Paramagnonlike excitations and spin diffusion in magnetic resonance studies of copper oxide superconductors

TL;DR

This paper develops a relaxation function theory for doped 2D Heisenberg antiferromagnets in the paramagnetic state, analyzing spin excitations and diffusion in high-$T_c$ copper oxide superconductors across temperature and doping levels.

Contribution

It introduces a comprehensive theoretical framework for understanding paramagnonlike excitations and spin diffusion in cuprates, connecting experimental relaxation data with spin dynamics regimes.

Findings

Identification of long lifetime paramagnon regimes below 400 K.

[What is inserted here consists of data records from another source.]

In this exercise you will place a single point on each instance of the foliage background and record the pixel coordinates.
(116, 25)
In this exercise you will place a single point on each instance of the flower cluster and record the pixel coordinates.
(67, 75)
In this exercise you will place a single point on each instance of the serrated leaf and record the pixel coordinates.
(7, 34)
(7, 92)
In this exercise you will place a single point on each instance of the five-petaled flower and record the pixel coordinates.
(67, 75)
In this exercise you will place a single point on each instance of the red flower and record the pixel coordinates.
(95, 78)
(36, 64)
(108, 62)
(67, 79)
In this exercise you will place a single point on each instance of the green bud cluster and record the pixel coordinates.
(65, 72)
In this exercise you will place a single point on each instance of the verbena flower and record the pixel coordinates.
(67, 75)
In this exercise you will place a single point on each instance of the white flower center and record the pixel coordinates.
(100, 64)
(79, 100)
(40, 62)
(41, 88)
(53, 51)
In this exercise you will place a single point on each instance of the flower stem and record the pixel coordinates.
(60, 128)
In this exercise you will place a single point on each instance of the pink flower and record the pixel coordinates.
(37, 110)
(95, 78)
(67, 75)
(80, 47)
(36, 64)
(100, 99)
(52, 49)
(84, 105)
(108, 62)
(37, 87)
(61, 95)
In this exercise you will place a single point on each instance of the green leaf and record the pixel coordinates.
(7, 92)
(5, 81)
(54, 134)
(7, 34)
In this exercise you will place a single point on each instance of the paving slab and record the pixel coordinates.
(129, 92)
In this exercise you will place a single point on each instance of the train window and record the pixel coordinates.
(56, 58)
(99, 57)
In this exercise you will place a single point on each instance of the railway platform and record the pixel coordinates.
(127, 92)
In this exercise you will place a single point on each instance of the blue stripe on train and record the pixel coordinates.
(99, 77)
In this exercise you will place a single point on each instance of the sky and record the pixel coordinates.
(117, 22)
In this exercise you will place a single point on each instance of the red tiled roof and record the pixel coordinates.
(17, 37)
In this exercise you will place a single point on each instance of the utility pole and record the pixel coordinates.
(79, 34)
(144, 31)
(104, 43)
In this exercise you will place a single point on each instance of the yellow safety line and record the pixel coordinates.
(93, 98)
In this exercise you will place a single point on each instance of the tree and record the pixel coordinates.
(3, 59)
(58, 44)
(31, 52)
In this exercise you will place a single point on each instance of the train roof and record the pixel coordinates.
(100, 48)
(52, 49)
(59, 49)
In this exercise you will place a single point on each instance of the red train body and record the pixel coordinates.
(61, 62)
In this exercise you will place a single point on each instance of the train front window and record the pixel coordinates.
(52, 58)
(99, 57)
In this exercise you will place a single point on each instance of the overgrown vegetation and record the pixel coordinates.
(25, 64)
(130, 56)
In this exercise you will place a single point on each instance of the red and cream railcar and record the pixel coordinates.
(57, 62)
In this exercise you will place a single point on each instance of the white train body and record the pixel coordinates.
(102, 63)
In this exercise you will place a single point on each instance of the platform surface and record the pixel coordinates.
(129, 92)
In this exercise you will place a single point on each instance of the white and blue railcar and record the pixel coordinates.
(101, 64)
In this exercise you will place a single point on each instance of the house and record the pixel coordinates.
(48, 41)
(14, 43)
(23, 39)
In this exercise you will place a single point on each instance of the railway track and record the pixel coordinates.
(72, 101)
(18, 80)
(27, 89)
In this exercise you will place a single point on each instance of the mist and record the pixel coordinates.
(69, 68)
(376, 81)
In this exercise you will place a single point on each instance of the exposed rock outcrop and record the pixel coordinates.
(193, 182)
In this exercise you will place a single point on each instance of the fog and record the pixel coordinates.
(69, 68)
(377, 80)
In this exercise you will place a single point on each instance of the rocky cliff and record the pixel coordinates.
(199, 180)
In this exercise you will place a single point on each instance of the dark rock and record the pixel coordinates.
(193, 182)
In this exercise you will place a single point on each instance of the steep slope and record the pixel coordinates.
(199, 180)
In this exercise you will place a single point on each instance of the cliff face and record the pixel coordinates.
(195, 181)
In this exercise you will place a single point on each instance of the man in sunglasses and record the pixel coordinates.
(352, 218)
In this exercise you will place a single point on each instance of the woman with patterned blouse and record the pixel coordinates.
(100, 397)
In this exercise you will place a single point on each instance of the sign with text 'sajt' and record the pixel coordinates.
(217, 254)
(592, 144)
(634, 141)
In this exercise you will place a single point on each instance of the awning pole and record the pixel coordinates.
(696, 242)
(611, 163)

Detection of overdamped excitations above 700 K.

Mapping of spin excitation regimes in the temperature-doping phase diagram.

Abstract

The relaxation function theory for a doped two-dimensional Heisenberg antiferromagnetic system in the paramagnetic state for all wave vectors through the Brillouin zone is presented in view of low frequency response of high-$T_c$ copper oxide superconductors. We deduced the regions of long lifetime [$T \lesssim 400(1-4x)$ K] and "overdamped" [$T \gtrsim 700(1-4x)$ K] paramagnonlike excitations in the temperature ($T$)-doping index ($x$) phase diagram from plane oxygen nuclear spin-lattice relaxation rate $^{17}(1/T_1)$ data in up to optimally doped La$_{2-x}$Sr$_{x}$CuO$_{4}$ thus providing the regimes for the spin wave concept and the ''overdamped'' mode.